====== BBC Ch 17: Application Logic Errors and Broken Access Control ======
//Source: Bug Bounty Bootcamp by Vickie Li//
Unlike injection vulnerabilities, logic errors and broken access control are triggered by perfectly valid HTTP requests. No illegal characters or malformed input are needed -- the attacker simply uses the application in an unintended way.
===== Application Logic Errors =====
Application logic errors (business logic vulnerabilities) exploit the legitimate flow of an application to cause unintended outcomes.
==== Example: Skippable MFA Step ====
A three-step login (password -> MFA code -> security questions) may redirect users to step 3 after step 2, but not verify that step 2 was actually completed. An attacker can navigate directly to ''https://example.com/security_questions/'' and skip MFA entirely.

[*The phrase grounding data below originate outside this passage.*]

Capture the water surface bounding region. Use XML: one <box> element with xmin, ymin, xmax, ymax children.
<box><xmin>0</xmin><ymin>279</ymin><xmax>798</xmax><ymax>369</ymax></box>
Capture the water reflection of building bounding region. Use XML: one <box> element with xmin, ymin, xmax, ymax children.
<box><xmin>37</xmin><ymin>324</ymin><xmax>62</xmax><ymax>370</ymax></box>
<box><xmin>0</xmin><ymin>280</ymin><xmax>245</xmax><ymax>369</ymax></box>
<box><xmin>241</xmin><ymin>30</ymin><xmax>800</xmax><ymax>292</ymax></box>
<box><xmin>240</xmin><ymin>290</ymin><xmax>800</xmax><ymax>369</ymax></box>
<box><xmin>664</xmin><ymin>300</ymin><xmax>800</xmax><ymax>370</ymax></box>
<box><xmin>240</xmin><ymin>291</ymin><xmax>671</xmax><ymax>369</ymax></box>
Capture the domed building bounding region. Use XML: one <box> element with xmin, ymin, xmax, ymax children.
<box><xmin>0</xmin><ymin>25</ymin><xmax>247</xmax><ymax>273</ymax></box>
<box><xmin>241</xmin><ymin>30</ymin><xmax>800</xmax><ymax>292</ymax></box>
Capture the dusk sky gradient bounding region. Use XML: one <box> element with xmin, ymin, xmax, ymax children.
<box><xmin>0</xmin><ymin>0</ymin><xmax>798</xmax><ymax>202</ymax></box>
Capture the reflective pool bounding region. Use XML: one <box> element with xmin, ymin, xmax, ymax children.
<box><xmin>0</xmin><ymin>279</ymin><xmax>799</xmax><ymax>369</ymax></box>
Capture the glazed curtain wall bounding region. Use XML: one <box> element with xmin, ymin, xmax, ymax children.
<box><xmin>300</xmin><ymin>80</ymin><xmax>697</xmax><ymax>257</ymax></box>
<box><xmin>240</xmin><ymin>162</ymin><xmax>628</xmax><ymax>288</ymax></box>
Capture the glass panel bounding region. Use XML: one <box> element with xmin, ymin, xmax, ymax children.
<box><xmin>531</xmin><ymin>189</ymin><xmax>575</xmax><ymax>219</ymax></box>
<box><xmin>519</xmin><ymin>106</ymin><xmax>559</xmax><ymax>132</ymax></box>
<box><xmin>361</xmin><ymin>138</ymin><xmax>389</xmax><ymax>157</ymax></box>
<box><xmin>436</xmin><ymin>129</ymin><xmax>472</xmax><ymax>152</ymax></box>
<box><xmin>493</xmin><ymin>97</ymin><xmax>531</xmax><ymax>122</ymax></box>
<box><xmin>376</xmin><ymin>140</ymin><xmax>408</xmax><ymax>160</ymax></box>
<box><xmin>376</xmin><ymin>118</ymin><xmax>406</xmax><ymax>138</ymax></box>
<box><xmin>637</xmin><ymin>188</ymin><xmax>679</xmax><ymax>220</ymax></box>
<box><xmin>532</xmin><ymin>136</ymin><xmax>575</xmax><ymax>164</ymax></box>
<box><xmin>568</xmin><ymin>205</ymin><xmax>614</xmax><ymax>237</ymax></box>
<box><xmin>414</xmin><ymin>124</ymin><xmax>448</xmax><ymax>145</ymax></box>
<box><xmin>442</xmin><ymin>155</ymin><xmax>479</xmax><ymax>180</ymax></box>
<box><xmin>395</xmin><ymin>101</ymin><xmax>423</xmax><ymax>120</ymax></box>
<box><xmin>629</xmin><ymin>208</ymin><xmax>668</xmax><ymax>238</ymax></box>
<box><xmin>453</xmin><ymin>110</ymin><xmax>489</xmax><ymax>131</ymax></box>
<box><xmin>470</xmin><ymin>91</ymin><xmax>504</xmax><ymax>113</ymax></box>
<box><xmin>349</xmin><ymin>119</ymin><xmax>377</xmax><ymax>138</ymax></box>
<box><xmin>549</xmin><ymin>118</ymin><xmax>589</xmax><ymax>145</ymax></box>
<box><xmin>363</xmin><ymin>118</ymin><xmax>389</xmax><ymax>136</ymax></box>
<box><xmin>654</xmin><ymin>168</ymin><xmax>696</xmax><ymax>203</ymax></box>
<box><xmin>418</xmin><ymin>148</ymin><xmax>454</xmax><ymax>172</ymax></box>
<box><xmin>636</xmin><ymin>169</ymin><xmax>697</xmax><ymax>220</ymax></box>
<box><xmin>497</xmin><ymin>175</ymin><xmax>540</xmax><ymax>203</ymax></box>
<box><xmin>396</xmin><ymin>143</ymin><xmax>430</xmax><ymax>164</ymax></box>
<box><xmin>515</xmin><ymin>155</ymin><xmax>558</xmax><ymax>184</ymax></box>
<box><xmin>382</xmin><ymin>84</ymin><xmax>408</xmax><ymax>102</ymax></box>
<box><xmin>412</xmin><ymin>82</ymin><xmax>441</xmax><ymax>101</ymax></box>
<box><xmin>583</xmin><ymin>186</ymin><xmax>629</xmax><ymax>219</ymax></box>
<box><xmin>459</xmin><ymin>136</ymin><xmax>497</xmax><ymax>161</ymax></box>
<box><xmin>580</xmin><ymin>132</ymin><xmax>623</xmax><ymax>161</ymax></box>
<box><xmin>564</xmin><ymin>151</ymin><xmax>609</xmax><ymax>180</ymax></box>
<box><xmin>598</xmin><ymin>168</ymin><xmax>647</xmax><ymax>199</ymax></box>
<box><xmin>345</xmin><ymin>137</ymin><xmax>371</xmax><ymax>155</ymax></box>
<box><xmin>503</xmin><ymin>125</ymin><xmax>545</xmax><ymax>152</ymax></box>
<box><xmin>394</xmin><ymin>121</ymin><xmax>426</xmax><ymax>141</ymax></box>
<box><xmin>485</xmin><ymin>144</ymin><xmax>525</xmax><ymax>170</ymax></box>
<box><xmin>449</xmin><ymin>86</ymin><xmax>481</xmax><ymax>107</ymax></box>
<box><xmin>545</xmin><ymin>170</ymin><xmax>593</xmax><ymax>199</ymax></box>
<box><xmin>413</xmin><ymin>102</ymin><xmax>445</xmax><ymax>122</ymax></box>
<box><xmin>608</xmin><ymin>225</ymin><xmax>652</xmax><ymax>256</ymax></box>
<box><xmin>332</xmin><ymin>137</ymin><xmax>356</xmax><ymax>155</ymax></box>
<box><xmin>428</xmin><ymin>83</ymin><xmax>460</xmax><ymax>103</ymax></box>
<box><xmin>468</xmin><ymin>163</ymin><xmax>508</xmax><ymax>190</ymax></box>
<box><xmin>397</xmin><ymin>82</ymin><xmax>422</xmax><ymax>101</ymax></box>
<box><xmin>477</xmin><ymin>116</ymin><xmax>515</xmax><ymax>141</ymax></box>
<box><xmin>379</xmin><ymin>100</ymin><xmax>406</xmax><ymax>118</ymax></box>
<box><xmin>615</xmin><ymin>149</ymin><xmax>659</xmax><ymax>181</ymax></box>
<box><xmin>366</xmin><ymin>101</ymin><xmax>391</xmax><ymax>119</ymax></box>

==== Example: Unverified Payment Method ====
An online shop verifies credit cards only when a new card is used. It determines whether a card is new by checking for the presence of a ''saved_card'' parameter. Submit ''saved_card=1'' alongside a fake card number to bypass card verification and order items without payment:
POST /new_order
item_id=123&quantity=1&saved_card=1&card_number=0000-0000-0000-0000
===== Broken Access Control =====
==== Exposed Admin Panels ====
Admin panels may be hidden at obscure URLs but accessible without authentication:
* ''https://example.com/YWRtaW4/admin.php'' (base64 of "admin")
* ''https://example.com/wp-admin/admin.php'' (WordPress default)
Common bypasses:
* Sending requests from a trusted internal IP (via SSRF)
* Adding a cookie: ''admin=1''
* Browsing directly to the post-login page (e.g., ''/dashboard.php'') without going through the login step
==== Directory Traversal ====
If a file parameter is passed directly to a file-read operation without sanitization:
http://example.com/upload?file=../../../../../etc/shadow
The ''../'' sequence escapes the uploads directory and traverses to the filesystem root. Target files: ''/etc/shadow'' (hashed passwords), config files, log files, source code.
===== Prevention =====
* Verify each step in multi-step flows independently -- don't assume steps were completed in order
* Implement access control at every endpoint, not just entry points
* Make access control consistent across all access methods (mobile, API, desktop)
* Sanitize file path parameters; use an allowlist of permitted files
* Audit access control code for bypasses; conduct penetration tests
===== Hunting for Logic Errors and Broken Access Control =====
==== Step 1: Learn the Application ====
Browse the application as a normal user. Read engineering blogs, documentation, and release notes. New features are often the least tested. Learn business rules: what actions should be allowed for which user roles?
==== Step 2: Intercept and Catalog Requests ====
Proxy all traffic. Note every request involved in:
* Payment and checkout flows
* Authentication and MFA steps
* Role-based feature access
* File access and download
For each request, identify parameters that control:
* Payment amount or type
* Current authentication step
* User identity or role
* File paths
==== Step 3: Think Outside the Box ====
Try these common manipulations:
* Remove or skip steps in a multi-step flow (directly navigate to later URLs)
* Add ''admin=1'' or ''role=admin'' to cookies or parameters
* Change payment amount to ''0'' or ''0.01''
* Switch payment type from credit card to gift card with an invalid gift card ID
* Access admin endpoints like ''/wp-admin/'' or ''/admin/dashboard'' without logging in
* Use ''../'' sequences in file parameters to read outside the intended directory
* Add a ''user_id'' parameter to endpoints that normally identify users via session cookie
===== Escalating the Attack =====
* Admin panel with code execution -> RCE
* Config file access -> find database credentials, API keys, CVE-applicable software versions
* Credential files -> lateral movement to other systems on the network
* Logic error combined with another vulnerability -> greater impact
===== 5-Step Checklist =====
- Learn the application: business rules, user roles, authentication flows, payment logic.
- Intercept and catalog every sensitive request with a proxy.
- Attempt to skip steps in multi-step flows, access post-login pages directly, or add admin cookies.
- Try directory traversal on file parameters; check for exposed admin panels.
- Escalate findings; draft report explaining the business impact and how the flaw can be exploited.